Bond spoke for 45 minutes, and his speech was interrupted several times by applause as he jabbed at the Bush administration. Bond's address was part of FSU's Distinguished Speakers Series and helped kick off Black History Month.
"We have a president who talks like a populist and governs for the privileged," Bond said. >>>
A little partisan jab is no big deal, but WorldNetDaily has an account of the speech that conveys quite a different tone:
<<< Civil rights activist and NAACP Chairman Julian Bond delivered a blistering partisan speech at Fayetteville State University in North Carolina last night, equating the Republican Party with the Nazi Party and characterizing Secretary of State Condoleezza Rice and her predecessor, Colin Powell, as "tokens."
"The Republican Party would have the American flag and the swastika flying side by side," he charged.
Calling President Bush a liar, Bond told the audience at the historically black institution that this White House's lies are more serious than the lies of his predecessor's because Clinton's lies didn't kill people. . . .
He referred to former Attorney General John Ashcroft as J. Edgar Ashcroft. He compared Bush's judicial nominees to the Taliban. >>>
Isn't it newsworthy when the leader of a venerable organization like the NAACP engages in such over-the-top, crackpot rhetoric? (Or, if you're an over-the-top crackpot and think Bond was right, isn't it newsworthy that the leader of a venerable organization like the NAACP is telling the truth about the evil Chimpy W. Hitliar?)

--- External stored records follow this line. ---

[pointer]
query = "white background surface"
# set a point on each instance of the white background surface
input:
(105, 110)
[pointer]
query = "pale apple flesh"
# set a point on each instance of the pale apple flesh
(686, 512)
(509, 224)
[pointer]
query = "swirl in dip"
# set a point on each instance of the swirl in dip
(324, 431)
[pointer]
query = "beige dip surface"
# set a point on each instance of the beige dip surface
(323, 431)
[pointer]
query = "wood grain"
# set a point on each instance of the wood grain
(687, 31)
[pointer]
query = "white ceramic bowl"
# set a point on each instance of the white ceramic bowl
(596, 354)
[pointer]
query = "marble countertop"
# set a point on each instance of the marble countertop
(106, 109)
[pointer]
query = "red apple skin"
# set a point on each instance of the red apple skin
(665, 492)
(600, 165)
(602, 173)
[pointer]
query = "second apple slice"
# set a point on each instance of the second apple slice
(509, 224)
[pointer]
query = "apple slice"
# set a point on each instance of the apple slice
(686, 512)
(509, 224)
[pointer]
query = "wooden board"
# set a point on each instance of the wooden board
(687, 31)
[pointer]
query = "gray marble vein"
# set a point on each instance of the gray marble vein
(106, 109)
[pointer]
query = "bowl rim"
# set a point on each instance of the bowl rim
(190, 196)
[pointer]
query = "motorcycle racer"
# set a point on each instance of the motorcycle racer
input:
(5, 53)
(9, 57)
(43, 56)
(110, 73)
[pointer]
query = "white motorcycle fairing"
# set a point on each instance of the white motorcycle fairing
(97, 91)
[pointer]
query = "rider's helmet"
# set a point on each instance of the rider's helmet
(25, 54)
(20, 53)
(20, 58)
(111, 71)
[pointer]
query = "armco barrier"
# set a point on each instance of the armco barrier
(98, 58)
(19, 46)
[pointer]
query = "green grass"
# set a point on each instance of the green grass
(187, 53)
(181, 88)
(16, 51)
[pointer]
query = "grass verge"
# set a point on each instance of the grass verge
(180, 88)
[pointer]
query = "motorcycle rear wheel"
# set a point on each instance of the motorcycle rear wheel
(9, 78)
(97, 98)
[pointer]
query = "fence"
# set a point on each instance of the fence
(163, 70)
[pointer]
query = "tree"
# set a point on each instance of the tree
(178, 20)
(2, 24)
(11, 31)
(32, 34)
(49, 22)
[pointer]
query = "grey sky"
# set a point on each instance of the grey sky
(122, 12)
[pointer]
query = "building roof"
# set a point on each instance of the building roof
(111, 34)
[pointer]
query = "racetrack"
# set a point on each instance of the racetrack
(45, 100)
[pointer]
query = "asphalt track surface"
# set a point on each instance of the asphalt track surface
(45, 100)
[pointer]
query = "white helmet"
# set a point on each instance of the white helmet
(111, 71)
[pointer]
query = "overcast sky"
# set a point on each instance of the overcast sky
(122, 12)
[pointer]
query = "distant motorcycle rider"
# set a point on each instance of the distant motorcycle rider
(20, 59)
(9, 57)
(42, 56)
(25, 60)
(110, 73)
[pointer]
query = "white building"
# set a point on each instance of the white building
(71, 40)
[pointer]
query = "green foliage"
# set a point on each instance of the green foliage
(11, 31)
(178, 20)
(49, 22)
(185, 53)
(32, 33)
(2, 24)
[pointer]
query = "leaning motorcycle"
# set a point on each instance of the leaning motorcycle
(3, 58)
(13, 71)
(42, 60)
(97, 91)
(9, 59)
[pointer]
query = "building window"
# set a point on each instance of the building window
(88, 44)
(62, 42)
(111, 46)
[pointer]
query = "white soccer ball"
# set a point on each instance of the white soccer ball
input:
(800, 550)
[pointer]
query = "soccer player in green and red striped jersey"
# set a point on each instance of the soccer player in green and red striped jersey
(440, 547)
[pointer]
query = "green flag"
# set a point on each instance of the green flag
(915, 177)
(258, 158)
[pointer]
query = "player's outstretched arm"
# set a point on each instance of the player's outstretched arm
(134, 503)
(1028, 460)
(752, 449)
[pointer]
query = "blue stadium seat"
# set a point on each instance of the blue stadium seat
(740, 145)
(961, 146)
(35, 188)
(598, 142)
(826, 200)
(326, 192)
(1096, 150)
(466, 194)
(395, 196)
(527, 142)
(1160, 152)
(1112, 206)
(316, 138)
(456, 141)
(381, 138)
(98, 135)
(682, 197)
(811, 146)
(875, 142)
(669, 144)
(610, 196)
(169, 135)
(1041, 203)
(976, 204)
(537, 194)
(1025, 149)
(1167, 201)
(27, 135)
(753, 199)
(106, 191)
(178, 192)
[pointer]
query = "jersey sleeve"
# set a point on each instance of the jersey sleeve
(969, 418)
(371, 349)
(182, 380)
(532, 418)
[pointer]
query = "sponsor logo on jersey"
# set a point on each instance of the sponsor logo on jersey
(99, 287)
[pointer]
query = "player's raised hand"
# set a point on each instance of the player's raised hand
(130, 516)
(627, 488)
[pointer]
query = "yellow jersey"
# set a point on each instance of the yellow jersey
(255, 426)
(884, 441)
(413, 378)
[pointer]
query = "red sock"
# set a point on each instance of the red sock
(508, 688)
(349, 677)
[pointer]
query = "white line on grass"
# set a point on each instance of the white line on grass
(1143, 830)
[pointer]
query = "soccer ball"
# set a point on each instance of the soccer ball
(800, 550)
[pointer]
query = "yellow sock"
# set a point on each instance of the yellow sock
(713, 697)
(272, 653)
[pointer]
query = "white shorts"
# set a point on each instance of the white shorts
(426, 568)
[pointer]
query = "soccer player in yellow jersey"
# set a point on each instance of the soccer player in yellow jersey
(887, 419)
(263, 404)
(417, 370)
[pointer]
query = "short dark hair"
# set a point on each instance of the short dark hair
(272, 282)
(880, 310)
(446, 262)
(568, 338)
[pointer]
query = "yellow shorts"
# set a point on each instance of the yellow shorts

Why did the local media ignore Bond's crazy talk? (The speech doesn't seem to have received any national attention outside WND and cable chat shows.) The most likely explanation, it seems to us, is that they recognized the talk as crazy and felt it would be invidious, inflammatory or both to depict a respected black leader as crazy--even though doing so would have been merely a matter of quoting his own words.
What we end up with, then, is a double message, very much like Yasser Arafat* talking peace in English while inciting hatred in Arabic--except that in this case Bond is speaking a language everyone understands, and reporters, whose job is to report the facts, are instead concealing them. Bond's mostly black audience at Fayetteville hears his message of division and resentment, while the broader public is told that he has a "positive attitude" and is engaged in a "fight for equal rights."
And then people scratch their heads and try to figure out why blacks' political attitudes are so different from those of nonblacks.
* The haughty, Fre--oh wait, sorry. Arafat, who won a Nobel Peace Prize in 1994, is in stable condition after dying at a Paris hospital.